A more updated version of this blog is now available:  https://www.fortinet.com/blog/threat-research/what-we-have-learned-so-far-about-the-sunburst-solarwi...

By now you may have read from various media coverage regarding a state-sponsored campaign that has compromised SolarWinds “SunBurst/ UNC2452” that lead to the breach of multiple government agencies. 

We are currently analyzing all of the data disclosed on the “Sunburst”/UNC2452 operation and are taking proactive steps to ensure the security of our customers. 

What we know so far:  

Based on our research and details disclosed to this point, this was a highly evasive and carefully planned attack that was orchestrated by a nation-state. The campaign was based on a supply-chain attack that leveraged backdoored SolarWinds update packages to.SolarWinds’s Orion IT monitoring and management software (affected versions are 2019.4 through 2020.2.1 HF1) in order to infiltrate into the target organizations.

The initial backdoor is a DLL named “SolarWinds.Orion.Core.BusinessLayer.dll”

which loads as part of - SolarWinds.BusinessLayerHostx.exe/SolarWinds.BusinessLayerHostx64.exe

Once compromised, it likely lays dormant for 2 weeks and only then activates its malicious payload which allows the threat actor to run the parts of the attack.

While we are continuously analyzing the events and still don’t have all the information on the attack.  At present, we can tell that one of the post-breach modus-operandi of the attacker is to use CobaltStrike beacons and in-memory implants which FortiEDR detects and blocks without prior knowledge or signatures.

That said, this is an on-going investigation and we still don't have the complete details to confirm additional weaponization involved.

We understand that customers that have the vulnerable version of SolarWinds Orion Monitoring products are rightfully concerned.  

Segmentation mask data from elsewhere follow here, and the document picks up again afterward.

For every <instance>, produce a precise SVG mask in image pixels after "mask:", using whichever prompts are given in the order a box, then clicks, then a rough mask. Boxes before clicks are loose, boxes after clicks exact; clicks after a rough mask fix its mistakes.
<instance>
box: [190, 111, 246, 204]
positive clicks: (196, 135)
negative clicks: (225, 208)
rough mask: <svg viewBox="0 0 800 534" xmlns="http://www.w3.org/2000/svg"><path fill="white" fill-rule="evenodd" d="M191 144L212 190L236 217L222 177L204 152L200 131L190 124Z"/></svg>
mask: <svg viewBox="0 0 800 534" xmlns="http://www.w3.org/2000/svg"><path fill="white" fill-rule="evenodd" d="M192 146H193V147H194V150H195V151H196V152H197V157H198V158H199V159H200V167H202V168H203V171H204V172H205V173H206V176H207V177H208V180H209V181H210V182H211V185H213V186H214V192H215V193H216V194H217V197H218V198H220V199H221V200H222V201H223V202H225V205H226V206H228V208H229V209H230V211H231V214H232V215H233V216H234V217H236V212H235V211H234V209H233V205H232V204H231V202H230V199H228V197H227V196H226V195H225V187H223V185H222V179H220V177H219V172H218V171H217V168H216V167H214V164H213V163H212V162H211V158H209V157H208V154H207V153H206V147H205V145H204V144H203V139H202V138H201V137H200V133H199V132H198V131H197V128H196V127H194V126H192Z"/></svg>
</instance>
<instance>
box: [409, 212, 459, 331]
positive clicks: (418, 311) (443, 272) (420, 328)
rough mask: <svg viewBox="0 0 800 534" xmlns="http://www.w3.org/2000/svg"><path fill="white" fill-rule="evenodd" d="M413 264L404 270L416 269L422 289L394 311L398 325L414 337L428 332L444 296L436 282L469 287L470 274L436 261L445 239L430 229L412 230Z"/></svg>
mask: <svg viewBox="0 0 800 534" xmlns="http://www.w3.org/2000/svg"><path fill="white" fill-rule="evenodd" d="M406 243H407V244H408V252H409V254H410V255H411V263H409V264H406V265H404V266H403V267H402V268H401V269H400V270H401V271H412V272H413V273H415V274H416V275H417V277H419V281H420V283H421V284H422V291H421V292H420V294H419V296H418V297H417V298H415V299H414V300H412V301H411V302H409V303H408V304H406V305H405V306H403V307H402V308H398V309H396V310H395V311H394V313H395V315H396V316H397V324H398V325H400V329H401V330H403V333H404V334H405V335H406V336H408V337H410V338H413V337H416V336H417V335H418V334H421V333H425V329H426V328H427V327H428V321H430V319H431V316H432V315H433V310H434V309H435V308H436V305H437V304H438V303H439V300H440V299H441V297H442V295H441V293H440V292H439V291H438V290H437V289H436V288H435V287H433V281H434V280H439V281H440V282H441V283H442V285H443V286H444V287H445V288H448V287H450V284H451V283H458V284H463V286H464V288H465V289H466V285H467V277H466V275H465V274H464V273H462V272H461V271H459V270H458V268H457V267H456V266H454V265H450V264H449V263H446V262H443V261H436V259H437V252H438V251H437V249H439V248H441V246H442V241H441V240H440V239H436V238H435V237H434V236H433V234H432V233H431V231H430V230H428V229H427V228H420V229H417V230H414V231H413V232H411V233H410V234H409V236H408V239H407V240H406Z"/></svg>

Here are steps we are taking on the FortiEDR platform to further ensure the security of the customers:

1. All published IOC were added to our Cloud intelligence and further malicious action will be blocked if

executed on customer systems.

2. FortiEDR team is scanning our Cloud data lake for indicators that may indicate that customers were breached.   We will proactively contact customers that were impacted. 

3. We are using the threat-hunting capabilities in FortiEDR to scan for the relevant files on relevant environments to scan for the published IOC.

4. Our research team is in the process of reconstructing the attack as much as possible in-order to gain more insights and indicators.  We will provide further details as they become available.